Un ataque de ransomware puede tener consecuencias importantes en el día a día de quien lo sufre. Puede provocar la pérdida de acceso a documentos personales, fotos o archivos importantes, así como el bloqueo total del equipo o del teléfono móvil. En algunos casos, los atacantes no solo bloquean la información, sino que amenazan con publicarla o utilizarla para otros fraudes si no se realiza el pago, generando una gran sensación de urgencia, estrés y preocupación en la víctima.
Ejemplos habituales de ransomware
El ransomware puede manifestarse de distintas formas. En algunos casos se centra en cifrar archivos concretos, como documentos o imágenes, impidiendo su apertura. En otros, bloquea por completo el dispositivo mostrando una pantalla de aviso que no permite utilizarlo con normalidad. También existen ataques más avanzados en los que, además del bloqueo, se amenaza con difundir la información si no se paga el rescate, una práctica conocida como doble extorsión. Este tipo de ataques suele llegar a través de correos electrónicos falsos, mensajes que aparentan proceder de empresas conocidas o páginas web fraudulentas que imitan servicios legítimos.
Cómo reconocerlo
Algunas señales pueden ayudar a identificar un posible ataque de ransomware. Entre ellas se encuentran la recepción de correos electrónicos o mensajes inesperados con archivos adjuntos o enlaces, mensajes con tono alarmista que presionan para actuar rápidamente, archivos que dejan de abrirse sin motivo aparente o avisos en pantalla que indican que los datos han sido bloqueados y solicitan un pago. Ante estas situaciones, es fundamental no actuar de forma impulsiva.

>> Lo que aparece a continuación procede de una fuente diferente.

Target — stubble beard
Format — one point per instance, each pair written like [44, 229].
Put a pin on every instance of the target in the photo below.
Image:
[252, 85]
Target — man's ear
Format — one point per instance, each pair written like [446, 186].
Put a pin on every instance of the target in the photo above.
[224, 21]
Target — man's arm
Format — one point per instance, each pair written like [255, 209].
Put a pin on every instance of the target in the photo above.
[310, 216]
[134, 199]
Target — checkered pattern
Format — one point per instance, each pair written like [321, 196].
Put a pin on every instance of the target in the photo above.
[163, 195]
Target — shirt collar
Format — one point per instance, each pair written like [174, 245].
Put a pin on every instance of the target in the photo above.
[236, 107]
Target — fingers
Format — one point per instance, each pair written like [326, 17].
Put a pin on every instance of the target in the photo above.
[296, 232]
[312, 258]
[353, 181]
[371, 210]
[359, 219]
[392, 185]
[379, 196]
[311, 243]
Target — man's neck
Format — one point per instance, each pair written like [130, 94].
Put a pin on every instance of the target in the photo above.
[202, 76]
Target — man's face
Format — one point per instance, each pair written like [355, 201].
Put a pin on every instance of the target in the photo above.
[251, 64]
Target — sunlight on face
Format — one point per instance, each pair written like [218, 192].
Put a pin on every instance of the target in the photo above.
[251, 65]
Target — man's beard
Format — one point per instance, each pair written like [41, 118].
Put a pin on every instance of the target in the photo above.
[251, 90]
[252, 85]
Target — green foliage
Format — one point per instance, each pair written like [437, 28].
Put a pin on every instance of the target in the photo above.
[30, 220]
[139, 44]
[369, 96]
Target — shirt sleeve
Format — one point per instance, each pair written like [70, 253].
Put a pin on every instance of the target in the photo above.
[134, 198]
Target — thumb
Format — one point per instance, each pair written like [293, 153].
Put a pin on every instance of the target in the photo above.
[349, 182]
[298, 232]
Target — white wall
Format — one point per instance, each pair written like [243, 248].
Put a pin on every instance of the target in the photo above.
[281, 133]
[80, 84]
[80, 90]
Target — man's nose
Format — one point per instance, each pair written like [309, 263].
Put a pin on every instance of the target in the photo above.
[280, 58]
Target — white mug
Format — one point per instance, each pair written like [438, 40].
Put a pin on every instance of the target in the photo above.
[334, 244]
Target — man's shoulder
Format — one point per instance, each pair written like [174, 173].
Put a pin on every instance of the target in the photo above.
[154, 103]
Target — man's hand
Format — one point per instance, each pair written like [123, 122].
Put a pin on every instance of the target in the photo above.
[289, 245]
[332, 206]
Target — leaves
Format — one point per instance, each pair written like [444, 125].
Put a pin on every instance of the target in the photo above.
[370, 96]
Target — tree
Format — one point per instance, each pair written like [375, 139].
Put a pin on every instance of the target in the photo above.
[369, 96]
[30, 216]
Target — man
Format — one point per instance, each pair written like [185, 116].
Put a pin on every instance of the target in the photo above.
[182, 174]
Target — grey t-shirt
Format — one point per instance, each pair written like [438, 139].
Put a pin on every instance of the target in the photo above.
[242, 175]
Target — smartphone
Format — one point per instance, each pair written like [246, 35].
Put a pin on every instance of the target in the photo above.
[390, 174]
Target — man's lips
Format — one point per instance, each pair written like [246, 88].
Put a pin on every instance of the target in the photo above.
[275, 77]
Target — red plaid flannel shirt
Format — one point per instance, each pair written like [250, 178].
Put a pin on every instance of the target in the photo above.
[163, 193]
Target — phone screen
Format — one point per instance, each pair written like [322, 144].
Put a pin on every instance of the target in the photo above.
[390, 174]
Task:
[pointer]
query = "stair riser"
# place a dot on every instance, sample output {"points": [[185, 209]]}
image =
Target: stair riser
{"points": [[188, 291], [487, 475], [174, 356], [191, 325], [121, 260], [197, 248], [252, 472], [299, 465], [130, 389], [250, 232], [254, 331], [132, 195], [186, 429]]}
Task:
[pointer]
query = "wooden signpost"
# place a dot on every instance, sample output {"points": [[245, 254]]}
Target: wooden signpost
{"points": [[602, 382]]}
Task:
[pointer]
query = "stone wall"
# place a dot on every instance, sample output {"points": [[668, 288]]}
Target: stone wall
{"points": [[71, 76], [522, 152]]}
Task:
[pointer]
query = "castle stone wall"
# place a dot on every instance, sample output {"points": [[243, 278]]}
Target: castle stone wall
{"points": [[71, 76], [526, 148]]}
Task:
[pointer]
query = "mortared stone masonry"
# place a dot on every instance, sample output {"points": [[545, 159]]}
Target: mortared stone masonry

¿Cómo evitar el ransomware?
Aunque no existe el riesgo cero, adoptar hábitos digitales seguros reduce considerablemente la probabilidad de sufrir un ataque de ransomware. Mantener el sistema operativo y las aplicaciones actualizadas, no descargar archivos ni hacer clic en enlaces de origen desconocido, desconfiar de mensajes excesivamente urgentes y realizar copias de seguridad periódicas de la información importante son medidas clave para minimizar el riesgo y limitar el impacto de un posible incidente.
¿Qué hacer si te pasa?
Si sospechas que un dispositivo ha sido afectado por ransomware, lo más recomendable es desconectarlo de internet para evitar que el problema se propague. No se debe pagar el rescate ni responder a los mensajes recibidos. Además, conviene conservar cualquier información relacionada con el ataque y solicitar ayuda a profesionales especializados en ciberseguridad. Actuar con calma y rapidez puede marcar la diferencia para reducir los daños.